Peer Schlumberger reported that its fourth-quarter net income attributable to the company slid to $1.36 billion, from $1.41 billion a year before. On a reported basis, income from continuing operations totaled $1.37 billion, versus last year's $1.40 billion.
Excluding charges and credits, adjusted income from continuing operations attributable to Schlumberger was $1.44 billion or $1.08 per share. Revenue for the quarter advanced to $11.17 billion from last year's $10.30 billion. Analysts estimated revenues of $10.82 billion for the quarter.
Since Schlumberger's results were impacted by seasonal slowdowns and contract delays and new project start-up costs, the same should apply for Halliburton, as well. In North America, strong performance in the U.S. Gulf of Mexico overcame lower-than-expected activity in Canada and further weakening in the U.S. land markets.
Wall Street analysts polled by Thomson Reuters, on average, expect Halliburton's earnings to fall 39 percent to 61 cents from $1 earned in the fourth quarter of last year. Halliburton's earnings have topped the Street's view in all of the preceding four quarters while consensus estimates have dropped in the past 90 days from 62 cents.
Quarterly revenues are expected to remain flat with last year at $7.06 billion. For the year, revenue is projected to come in at $28.27 billion.
Investors should be looking for company's strategy to expand in international markets, and the outlook for the margins over the next two years.
Meanwhile, margins will be in focus as a series of crises drove investors from risk (Macondo, sovereign debt, Arab Spring, fiscal cliff) appear to be abating. In North America, despite a slow start, profitability should surprise positively simply from a normalization of activity given the market's chronic under-estimation of the impact of utilization on margins.
"As the year progresses, we see positive momentum being sustained by a nascent recovery in the long-suffering natural gas market," Deutsche Bank analyst Mike Urban wrote in a note to clients.
Halliburton is currently focusing more on the oil market as supply gluts and low prices are discouraging new drilling, and fracking operations in the natural gas market is lowering demand for new equipment.
Internationally, the activity recovery should remain slow and steady with margins finally turning the corner as operating leverage kicks in, old contracts roll and pricing improves.
For the third quarter, Halliburton reported net income of $602 million or 65 cents per share, down from $683 million or 74 cents per share in the previous-year quarter. Excluding a $30 million after-tax acquisition-related charge and a $13 million after-tax gain from the settlement of a patent infringement case, it earned 67 cents per share. Total revenue for the quarter rose 9 percent to $7.11 billion.

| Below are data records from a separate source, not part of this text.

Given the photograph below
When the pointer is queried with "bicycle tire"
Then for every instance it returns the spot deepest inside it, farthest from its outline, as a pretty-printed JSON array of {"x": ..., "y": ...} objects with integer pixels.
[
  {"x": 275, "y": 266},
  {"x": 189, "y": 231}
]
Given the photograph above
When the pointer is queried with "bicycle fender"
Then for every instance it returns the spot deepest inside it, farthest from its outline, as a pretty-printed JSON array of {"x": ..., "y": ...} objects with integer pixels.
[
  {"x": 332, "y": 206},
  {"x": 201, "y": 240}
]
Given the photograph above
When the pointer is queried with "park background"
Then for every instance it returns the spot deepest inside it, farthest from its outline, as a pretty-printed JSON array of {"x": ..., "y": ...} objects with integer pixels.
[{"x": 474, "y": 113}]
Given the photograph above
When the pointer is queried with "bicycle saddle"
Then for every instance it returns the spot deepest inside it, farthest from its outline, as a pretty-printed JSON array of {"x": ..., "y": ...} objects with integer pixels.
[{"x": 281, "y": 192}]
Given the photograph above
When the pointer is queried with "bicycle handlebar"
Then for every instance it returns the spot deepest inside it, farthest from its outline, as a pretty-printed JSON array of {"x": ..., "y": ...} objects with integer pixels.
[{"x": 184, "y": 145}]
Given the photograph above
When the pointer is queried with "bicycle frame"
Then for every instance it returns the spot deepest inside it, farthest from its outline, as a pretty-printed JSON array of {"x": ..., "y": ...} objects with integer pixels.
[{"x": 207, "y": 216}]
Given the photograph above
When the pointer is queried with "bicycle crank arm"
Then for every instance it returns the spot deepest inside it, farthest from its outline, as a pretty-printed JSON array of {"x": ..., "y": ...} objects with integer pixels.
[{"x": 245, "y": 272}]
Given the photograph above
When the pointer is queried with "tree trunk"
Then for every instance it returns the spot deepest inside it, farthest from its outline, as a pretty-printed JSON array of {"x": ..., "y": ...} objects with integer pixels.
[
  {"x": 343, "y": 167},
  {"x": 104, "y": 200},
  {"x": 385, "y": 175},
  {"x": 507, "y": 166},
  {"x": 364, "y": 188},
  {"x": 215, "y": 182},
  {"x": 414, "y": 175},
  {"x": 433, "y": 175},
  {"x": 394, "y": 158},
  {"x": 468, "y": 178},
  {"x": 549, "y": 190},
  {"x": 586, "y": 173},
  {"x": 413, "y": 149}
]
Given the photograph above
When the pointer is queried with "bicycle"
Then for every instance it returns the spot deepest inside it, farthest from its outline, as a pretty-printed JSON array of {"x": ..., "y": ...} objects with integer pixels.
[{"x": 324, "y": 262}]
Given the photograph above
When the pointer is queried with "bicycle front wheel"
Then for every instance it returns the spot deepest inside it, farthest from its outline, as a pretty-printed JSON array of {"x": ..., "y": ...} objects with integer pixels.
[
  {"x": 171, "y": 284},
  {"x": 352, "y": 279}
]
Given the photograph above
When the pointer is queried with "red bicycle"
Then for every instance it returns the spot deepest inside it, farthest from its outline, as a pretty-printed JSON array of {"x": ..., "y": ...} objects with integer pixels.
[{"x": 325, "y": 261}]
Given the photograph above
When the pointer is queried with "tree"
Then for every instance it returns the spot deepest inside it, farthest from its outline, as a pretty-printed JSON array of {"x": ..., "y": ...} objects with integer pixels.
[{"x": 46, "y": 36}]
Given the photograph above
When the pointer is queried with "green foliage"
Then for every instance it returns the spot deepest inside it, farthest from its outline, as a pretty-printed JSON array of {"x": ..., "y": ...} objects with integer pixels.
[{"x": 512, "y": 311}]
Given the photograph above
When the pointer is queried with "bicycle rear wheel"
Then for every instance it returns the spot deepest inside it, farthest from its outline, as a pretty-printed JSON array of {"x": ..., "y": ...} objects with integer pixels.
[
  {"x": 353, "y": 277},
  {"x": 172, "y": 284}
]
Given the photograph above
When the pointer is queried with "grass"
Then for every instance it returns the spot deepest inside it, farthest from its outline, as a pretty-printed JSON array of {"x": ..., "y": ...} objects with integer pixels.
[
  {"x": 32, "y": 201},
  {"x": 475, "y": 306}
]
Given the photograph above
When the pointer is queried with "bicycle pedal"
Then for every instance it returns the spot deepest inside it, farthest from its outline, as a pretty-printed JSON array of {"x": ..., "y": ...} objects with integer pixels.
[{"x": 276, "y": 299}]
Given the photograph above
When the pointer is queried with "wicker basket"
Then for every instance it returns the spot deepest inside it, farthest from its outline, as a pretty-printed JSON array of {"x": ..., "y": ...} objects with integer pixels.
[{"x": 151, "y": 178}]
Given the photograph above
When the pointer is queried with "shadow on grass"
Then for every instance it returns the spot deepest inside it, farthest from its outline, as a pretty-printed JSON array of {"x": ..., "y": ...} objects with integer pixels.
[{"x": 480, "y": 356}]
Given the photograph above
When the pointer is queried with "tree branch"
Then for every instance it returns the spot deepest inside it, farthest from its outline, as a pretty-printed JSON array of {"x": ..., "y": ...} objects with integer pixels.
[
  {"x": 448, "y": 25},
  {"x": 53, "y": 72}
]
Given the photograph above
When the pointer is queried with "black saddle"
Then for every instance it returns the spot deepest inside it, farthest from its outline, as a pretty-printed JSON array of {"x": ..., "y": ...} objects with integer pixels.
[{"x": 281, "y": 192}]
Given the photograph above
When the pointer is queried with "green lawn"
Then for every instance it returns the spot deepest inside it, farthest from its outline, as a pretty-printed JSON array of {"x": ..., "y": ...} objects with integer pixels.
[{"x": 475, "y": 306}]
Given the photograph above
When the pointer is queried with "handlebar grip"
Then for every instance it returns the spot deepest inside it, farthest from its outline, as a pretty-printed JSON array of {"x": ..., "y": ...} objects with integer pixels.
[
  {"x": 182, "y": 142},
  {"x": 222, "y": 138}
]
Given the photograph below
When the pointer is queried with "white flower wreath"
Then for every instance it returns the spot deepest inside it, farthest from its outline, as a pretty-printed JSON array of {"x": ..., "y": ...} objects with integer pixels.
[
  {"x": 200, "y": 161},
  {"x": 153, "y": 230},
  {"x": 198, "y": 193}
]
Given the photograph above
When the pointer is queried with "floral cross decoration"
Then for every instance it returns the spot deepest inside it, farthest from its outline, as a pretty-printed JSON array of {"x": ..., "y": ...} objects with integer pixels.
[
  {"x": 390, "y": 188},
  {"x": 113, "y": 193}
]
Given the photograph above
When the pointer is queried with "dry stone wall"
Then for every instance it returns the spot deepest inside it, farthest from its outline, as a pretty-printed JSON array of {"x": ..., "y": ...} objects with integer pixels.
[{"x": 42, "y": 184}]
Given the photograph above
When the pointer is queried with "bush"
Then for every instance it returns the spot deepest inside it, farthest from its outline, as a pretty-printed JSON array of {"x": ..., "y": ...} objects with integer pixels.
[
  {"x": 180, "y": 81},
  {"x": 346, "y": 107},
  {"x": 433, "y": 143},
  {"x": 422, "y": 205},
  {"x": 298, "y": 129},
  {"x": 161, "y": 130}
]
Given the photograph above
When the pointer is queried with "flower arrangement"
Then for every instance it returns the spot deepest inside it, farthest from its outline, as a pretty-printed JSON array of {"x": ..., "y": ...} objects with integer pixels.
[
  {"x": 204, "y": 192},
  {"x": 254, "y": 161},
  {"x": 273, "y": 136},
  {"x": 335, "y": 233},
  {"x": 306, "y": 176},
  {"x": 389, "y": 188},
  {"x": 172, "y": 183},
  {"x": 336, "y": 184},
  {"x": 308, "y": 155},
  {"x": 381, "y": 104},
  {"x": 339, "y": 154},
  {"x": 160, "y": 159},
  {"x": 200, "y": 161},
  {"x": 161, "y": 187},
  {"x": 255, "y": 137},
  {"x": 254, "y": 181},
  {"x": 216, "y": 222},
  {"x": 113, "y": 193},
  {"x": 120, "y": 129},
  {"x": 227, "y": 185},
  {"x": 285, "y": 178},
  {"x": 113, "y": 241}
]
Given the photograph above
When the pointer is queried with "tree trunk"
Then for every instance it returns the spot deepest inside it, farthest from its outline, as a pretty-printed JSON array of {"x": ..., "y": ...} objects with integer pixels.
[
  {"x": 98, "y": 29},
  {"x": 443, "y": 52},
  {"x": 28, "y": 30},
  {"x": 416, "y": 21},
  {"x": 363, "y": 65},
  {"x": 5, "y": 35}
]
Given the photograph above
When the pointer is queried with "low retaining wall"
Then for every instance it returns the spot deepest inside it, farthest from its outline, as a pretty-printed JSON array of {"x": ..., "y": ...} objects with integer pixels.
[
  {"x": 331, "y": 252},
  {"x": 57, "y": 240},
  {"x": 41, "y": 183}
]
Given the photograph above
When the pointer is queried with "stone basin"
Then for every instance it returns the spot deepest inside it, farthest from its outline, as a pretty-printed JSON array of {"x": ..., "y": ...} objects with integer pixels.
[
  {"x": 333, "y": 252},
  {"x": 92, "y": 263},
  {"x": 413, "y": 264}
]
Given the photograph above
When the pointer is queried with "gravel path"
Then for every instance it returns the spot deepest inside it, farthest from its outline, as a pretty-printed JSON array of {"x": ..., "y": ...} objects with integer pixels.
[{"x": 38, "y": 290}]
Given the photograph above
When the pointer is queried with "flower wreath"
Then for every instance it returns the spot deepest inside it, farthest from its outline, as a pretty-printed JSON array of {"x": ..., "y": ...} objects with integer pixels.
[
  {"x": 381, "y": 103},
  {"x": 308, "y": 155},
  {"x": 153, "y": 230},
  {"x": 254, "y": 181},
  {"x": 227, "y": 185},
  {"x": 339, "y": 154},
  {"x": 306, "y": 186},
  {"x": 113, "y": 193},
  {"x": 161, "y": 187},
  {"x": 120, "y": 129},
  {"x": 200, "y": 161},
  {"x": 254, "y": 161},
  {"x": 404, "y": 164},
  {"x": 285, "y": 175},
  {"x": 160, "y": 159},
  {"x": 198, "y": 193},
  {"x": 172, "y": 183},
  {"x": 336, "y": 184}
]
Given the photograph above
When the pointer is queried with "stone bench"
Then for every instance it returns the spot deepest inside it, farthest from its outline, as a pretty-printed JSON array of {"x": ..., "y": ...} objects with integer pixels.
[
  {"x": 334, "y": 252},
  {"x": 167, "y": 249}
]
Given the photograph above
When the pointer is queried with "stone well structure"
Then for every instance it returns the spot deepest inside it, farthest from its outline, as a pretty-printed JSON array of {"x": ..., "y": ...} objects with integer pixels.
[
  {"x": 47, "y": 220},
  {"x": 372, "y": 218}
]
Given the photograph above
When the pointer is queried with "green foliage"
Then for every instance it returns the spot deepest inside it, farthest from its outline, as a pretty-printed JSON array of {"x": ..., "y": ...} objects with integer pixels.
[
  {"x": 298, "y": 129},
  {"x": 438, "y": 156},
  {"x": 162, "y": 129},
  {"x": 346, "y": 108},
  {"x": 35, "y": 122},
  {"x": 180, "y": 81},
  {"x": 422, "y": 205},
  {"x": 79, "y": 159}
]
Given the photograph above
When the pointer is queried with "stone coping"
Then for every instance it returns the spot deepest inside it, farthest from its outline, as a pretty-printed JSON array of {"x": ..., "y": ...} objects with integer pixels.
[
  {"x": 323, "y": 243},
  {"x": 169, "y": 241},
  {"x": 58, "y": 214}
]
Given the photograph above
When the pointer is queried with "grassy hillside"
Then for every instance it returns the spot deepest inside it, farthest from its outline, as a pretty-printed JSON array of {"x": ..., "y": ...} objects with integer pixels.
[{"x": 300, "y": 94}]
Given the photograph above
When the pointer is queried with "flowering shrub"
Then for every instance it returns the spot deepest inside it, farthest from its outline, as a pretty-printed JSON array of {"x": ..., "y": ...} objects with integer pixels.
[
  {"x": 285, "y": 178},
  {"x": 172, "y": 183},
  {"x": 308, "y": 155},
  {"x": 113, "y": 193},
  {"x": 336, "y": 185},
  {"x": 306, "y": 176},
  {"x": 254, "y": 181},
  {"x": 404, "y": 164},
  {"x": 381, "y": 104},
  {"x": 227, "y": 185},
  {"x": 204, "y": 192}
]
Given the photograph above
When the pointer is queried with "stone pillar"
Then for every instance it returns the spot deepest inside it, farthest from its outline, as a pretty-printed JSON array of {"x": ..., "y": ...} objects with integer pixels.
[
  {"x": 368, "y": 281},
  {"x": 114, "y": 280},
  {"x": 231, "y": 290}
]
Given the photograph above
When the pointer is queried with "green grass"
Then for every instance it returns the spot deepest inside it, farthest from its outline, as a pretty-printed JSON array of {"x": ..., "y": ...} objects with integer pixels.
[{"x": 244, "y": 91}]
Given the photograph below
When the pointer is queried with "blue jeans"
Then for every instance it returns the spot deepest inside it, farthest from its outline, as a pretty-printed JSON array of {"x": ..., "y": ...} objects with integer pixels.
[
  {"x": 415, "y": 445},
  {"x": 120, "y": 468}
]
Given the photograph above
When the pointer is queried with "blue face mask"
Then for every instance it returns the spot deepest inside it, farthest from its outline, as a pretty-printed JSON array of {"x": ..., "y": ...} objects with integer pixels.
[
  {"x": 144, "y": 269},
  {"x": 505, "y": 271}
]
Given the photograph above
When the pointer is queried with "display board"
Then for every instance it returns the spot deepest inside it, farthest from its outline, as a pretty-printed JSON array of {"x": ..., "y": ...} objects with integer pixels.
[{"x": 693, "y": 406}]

Halliburton's U.S. rig count for the third quarter was down 2 percent compared to the prior-year period while Canada rig count declined 26 percent. The company, which supplies drilling equipment to both natural gas and oil companies, also saw activity reductions by some of its customers as they continued to moderate activity to operate within their stated 2012 budgets.
The stock, which has a P/E ratio of 12.7 times, has gained 20 percent in the past six months and is nearing its resistant price of $38.27. Out of 34 analysts covering the stock, 24 (71 percent) of them have a rating of "strong buy" or buy," while 10 analysts (29 percent) recommend "hold." There were no "sell" ratings on the stock.